Years of Stalled Talks and Strike Threats Set the Stage

The new tentative agreement arrives after a protracted and often tense bargaining process. United flight attendants have been operating under a contract that became amendable several years ago, and publicly available information shows that negotiations stretched on through multiple bargaining sessions without a ratified deal. During this period, inflation spiked and housing costs surged in key United bases such as San Francisco, Newark and Denver, amplifying worker discontent.

In 2024, United cabin crew delivered an overwhelming strike authorization vote, signaling a willingness to pursue job actions if federal mediators allowed it.

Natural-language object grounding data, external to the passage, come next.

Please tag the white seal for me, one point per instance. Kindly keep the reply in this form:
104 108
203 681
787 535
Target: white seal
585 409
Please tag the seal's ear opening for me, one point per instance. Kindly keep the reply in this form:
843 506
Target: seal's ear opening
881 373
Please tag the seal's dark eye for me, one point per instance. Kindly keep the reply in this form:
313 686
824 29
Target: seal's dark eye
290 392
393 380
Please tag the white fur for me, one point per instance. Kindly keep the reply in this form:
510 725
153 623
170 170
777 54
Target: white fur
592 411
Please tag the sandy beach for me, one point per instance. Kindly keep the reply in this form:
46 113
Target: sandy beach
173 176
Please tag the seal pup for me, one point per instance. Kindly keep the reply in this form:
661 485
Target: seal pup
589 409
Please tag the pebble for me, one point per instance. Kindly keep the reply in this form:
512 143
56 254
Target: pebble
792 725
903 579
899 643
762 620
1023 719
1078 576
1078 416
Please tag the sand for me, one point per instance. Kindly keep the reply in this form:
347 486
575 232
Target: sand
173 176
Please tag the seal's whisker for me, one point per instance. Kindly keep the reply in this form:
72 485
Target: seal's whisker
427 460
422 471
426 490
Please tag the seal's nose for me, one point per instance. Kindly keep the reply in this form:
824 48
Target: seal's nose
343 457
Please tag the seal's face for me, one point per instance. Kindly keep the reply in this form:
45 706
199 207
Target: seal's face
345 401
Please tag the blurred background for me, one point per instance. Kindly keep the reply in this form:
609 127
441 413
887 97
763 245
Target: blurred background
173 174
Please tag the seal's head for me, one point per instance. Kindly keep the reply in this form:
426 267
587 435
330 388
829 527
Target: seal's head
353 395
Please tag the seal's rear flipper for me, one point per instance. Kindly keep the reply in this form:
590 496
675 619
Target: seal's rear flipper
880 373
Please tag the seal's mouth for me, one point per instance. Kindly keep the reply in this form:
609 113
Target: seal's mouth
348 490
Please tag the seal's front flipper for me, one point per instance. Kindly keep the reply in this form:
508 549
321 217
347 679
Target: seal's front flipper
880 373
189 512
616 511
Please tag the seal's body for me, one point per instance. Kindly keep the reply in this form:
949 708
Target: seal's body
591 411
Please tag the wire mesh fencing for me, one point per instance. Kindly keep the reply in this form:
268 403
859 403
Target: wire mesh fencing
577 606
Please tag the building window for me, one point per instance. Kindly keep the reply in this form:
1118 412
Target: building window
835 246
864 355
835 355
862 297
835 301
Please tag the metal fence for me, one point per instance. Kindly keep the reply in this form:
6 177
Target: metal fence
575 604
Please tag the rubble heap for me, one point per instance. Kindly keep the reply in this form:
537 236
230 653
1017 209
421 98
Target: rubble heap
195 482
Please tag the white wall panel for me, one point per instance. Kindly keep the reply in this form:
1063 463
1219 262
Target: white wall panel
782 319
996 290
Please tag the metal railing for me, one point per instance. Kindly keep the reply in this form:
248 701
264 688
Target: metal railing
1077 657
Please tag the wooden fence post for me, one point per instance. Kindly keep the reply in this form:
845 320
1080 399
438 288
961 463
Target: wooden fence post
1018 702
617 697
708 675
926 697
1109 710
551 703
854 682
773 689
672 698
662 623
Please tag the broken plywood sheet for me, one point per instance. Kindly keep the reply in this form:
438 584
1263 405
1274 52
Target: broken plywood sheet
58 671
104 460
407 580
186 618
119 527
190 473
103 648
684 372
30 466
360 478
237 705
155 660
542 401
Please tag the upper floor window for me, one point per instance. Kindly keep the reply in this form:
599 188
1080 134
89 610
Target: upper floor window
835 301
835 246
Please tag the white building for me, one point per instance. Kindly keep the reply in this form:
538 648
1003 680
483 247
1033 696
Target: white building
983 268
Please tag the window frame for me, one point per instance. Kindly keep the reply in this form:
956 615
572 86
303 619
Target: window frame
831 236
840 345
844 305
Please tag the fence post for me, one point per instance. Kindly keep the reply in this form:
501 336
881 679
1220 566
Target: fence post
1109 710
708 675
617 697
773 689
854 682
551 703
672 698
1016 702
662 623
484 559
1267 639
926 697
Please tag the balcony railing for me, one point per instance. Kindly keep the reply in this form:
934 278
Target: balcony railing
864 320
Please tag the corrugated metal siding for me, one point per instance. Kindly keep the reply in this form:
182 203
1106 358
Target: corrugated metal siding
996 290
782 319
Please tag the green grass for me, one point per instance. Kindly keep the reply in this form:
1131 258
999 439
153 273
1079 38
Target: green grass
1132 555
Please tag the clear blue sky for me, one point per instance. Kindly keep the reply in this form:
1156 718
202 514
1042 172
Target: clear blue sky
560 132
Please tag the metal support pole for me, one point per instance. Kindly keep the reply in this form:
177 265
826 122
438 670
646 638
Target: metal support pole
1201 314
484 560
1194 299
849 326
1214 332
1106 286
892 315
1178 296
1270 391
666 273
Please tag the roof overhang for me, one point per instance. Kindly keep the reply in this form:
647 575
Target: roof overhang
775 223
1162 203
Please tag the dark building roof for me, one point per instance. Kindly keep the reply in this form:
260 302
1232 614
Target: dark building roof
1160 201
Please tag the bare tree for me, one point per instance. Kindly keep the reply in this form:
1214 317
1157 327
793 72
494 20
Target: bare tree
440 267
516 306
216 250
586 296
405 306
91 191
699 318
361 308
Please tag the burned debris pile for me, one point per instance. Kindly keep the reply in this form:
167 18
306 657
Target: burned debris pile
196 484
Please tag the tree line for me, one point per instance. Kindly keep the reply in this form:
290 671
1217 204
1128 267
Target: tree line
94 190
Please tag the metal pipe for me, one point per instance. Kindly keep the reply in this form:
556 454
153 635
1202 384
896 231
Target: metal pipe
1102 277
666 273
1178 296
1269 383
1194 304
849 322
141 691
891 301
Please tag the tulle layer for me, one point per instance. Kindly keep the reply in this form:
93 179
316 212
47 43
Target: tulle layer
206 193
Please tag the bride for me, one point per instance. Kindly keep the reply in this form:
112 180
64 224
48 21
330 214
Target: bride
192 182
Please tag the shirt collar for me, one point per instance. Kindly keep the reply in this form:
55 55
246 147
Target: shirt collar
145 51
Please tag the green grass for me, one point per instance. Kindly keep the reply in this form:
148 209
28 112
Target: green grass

While U.S. aviation labor law makes an actual strike more procedurally complex than in many industries, the vote underscored the level of frustration within the ranks and heightened pressure on both the airline and the union to find a path forward.

An earlier tentative agreement reached in 2025 failed to win sufficient support among rank-and-file members. Commentary posted by flight attendants at the time criticized that proposal as delivering delayed and inadequate raises after years of negotiations, and as falling short on work-rule reforms. The rejection forced negotiators back to the table and set the stage for the latest deal that now promises the first meaningful pay increases in six years.

How United’s Offer Compares Across the U.S. Airline Industry

The proposed settlement at United comes as major U.S. carriers are locked in a broader cycle of labor renegotiations, particularly with pilots and flight attendants. In recent years, pilots at the largest airlines secured substantial percentage raises and improved work rules, creating a benchmark that cabin crew unions have sought to match in their own bargaining.

Published coverage of recent flight attendant contracts shows that rivals have already moved to significantly richer pay structures. At American Airlines, a five-year contract ratified in 2024 for flight attendants included immediate pay increases of up to roughly 20 percent and introduced boarding pay, which was widely described as a milestone for unionized cabin crew. Southwest Airlines flight attendants also finalized a new deal in 2024 that delivered sizable wage gains and additional scheduling protections.

Against that backdrop, negotiators at United have framed the latest tentative agreement as necessary to keep the carrier competitive in recruiting and retaining staff. As airlines jostle for crew needed to operate larger schedules and new international routes, compensation packages at the biggest carriers increasingly influence one another, a pattern often referred to as pattern bargaining. Industry observers suggest that if United’s deal is ratified, it could set a fresh reference point for remaining contracts still in play at other airlines.

What Comes Next: Membership Vote and Operational Implications

For United flight attendants, the next step is a detailed review of the tentative agreement followed by a ratification vote. Union leaders have indicated through official channels that they will circulate full contract language and host informational sessions to explain pay tables, work rules and benefits before balloting opens. The vote will determine whether the new terms take effect or whether negotiators must return to the bargaining table.

If ratified, the agreement would reportedly run for five years before becoming amendable again, establishing a medium-term period of labor stability for United’s flight attendant group. Once implemented, raises and new pay components would begin to flow through paychecks after a short administrative lag, reflecting hours worked under the new rules.

From an operational perspective, a successful vote would remove the risk of near-term strike disruptions and could help United maintain its aggressive growth plans across the Atlantic, Pacific and domestic markets. For travelers, the most immediate impact is likely to be behind the scenes, in the form of a more secure and potentially more stable frontline workforce. For flight attendants, however, the agreement would represent a long-awaited financial reset after six years without raises in a period marked by pandemic upheaval and rising costs of living.